Amber was the good one and got an administrative job on Titan. It’s not the most dangerous job on the moon, but it’s a mining moon with nothing but ice and oil, and the only shuttle going between it and Earth only makes the trip twice a year.
So when Alex gets on this ship, the Southern Cross, she’s not only onboard for six days straight, but she’s going to a moon where she’ll be for half a year. She’s going to collect her sister’s remains, but she’s also looking for what’s happened to Amber.
That’s what immediately got my attention and convinced me to pick up the first issue. Not only does Southern Cross have a female protagonist, her entire characterization and plotline doesn’t involve falling in love and obsessing over a man.
Alex is just a tough, powerful and protective woman who gives up a lot and puts herself in grave danger for the sake of a sister, a sister, who was successful in ways that Alex failed.
Alex’s whole character is intriguing because at first she appears a little one-dimensional—your typical monosyllabic tough-guy—but that’s far from true. Along with the art of the comic, Alex shifts from the concrete to the abstract and the art gets weird and ridiculously exciting.

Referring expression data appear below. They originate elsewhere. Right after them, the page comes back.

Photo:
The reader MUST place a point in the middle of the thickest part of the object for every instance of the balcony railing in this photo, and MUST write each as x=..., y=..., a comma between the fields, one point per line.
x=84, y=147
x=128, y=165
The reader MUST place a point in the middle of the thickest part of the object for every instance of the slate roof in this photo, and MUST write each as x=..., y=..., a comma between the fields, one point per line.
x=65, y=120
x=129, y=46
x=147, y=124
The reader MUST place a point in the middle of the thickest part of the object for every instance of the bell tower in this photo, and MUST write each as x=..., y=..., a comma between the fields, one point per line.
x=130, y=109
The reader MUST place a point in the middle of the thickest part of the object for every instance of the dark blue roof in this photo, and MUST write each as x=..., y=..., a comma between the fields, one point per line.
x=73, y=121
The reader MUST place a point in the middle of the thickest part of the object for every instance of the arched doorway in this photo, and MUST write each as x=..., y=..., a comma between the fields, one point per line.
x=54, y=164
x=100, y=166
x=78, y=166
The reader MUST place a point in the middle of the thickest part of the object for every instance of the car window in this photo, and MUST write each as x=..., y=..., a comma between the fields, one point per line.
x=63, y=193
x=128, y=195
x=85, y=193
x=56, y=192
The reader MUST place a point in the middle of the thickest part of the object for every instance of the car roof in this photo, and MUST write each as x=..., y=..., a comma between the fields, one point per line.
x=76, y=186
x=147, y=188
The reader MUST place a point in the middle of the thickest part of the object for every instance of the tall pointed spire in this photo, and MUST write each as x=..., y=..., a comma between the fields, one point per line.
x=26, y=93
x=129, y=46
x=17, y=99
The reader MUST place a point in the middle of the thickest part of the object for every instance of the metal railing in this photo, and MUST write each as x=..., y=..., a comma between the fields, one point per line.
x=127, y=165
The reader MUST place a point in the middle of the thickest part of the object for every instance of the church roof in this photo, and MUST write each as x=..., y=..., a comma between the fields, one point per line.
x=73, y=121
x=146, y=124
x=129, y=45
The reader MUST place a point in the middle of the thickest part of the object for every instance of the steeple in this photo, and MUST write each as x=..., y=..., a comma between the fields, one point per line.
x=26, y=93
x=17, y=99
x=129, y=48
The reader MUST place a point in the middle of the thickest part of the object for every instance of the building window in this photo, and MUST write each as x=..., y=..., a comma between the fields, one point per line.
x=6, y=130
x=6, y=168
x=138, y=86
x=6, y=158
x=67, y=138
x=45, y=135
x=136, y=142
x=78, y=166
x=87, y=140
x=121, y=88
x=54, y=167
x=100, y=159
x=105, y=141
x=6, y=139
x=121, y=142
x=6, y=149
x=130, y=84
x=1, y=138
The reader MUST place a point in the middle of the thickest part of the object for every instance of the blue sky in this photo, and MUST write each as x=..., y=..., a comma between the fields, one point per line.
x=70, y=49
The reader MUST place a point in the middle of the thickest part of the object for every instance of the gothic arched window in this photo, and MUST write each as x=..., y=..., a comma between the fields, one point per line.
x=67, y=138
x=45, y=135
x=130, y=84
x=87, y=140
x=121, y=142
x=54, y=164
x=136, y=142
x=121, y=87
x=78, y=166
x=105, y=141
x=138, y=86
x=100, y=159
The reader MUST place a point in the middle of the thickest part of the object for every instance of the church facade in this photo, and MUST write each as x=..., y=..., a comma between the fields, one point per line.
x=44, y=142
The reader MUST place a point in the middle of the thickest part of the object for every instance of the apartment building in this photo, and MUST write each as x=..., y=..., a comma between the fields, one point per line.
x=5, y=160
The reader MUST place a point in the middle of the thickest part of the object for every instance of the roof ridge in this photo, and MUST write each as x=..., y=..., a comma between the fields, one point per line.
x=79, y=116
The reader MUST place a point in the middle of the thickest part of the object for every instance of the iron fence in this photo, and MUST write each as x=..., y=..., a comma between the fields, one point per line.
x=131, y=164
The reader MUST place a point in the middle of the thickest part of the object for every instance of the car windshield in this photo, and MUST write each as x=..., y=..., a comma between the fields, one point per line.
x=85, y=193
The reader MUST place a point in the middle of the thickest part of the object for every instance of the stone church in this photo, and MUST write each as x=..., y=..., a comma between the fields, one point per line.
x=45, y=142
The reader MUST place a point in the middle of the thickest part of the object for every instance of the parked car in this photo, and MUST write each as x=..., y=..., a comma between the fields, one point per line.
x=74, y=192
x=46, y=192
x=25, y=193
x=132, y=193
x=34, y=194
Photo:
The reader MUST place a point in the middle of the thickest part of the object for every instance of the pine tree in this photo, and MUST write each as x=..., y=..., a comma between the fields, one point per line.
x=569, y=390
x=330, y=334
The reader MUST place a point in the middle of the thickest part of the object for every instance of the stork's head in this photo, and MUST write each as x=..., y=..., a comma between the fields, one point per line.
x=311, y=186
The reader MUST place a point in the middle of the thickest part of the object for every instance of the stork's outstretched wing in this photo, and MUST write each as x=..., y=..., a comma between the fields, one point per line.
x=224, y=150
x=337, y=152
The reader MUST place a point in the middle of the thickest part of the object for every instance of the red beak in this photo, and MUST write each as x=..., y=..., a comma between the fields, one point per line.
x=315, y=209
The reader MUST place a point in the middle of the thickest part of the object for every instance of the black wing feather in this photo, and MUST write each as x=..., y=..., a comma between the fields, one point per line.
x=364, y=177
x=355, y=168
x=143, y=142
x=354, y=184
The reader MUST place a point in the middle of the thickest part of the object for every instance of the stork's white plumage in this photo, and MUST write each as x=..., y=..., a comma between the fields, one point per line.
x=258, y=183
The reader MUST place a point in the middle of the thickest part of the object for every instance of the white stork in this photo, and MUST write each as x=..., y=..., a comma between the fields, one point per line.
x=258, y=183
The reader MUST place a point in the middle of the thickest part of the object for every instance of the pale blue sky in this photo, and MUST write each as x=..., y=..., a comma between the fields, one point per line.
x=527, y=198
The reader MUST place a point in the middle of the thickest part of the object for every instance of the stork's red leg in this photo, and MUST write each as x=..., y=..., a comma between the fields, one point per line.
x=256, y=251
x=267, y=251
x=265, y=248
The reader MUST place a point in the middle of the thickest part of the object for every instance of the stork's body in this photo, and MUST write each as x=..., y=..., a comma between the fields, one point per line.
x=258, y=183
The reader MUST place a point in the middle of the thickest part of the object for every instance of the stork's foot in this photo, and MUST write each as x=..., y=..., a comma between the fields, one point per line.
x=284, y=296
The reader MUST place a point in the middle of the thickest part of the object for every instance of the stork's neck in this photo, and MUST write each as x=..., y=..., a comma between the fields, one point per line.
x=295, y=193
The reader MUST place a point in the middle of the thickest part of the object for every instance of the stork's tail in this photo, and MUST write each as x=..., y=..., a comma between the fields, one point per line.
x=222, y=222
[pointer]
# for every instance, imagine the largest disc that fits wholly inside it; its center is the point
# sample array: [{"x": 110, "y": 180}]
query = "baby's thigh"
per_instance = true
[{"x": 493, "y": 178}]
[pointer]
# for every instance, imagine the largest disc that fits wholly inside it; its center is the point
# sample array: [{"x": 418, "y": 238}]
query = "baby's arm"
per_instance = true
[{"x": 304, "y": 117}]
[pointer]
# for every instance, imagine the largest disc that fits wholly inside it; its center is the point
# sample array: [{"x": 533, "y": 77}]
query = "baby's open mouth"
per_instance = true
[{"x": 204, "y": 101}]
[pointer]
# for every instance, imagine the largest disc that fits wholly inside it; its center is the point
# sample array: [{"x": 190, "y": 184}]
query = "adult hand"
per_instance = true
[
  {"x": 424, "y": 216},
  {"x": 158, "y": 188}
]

Southern Cross really is on the cusp of genres, hard science-fiction in its artwork with an impressive mystery, too. Even the fact that Amber died on a dangerous moon with no way off doesn’t really afford the story a facile explanation.
It ends weirdly violent, and I suspect that the Southern Cross’ secret is something sort of cannibalistic, like a cut-up-people-for-parts kind of cannibalism. You can do that sort of thing when you’re far in space and far from Earth.
A six day trip made every six months—that sounds like a breeding ground for cannibalistic space travel to me.
That, and the massive corporation, Zemi, which owns the mining rig on Titan, the tanker Southern Cross, and the entire space port where Alex launched off and controls literally everything about the lives of oil miners—expendable miners whose lives might not be as valuable to Zemi as the ships they work on.
I hope this space opera explores Amber and Alex’s relationship in the next issues, but there’s also something obviously wrong going on, not only Titan but on the Southern Cross as well. I don’t think Alex will make it six days without noticing and doing something about it.
As much as Southern Cross is already straddling genres, taking the best parts of each, I think it’s only going to get weirder and better.
Cloonan and Belanger are both gifts to science-fiction and horror. It’s like Ray Bradbury’s “Kaleidescope” and Kim Stanley Robinson’s Red Mars had a baby and that baby knows how to write women like they’re people.
So, if you’re terrified of the cold infinity that is space, you should read Southern Cross because it will only make that fear far, far worse.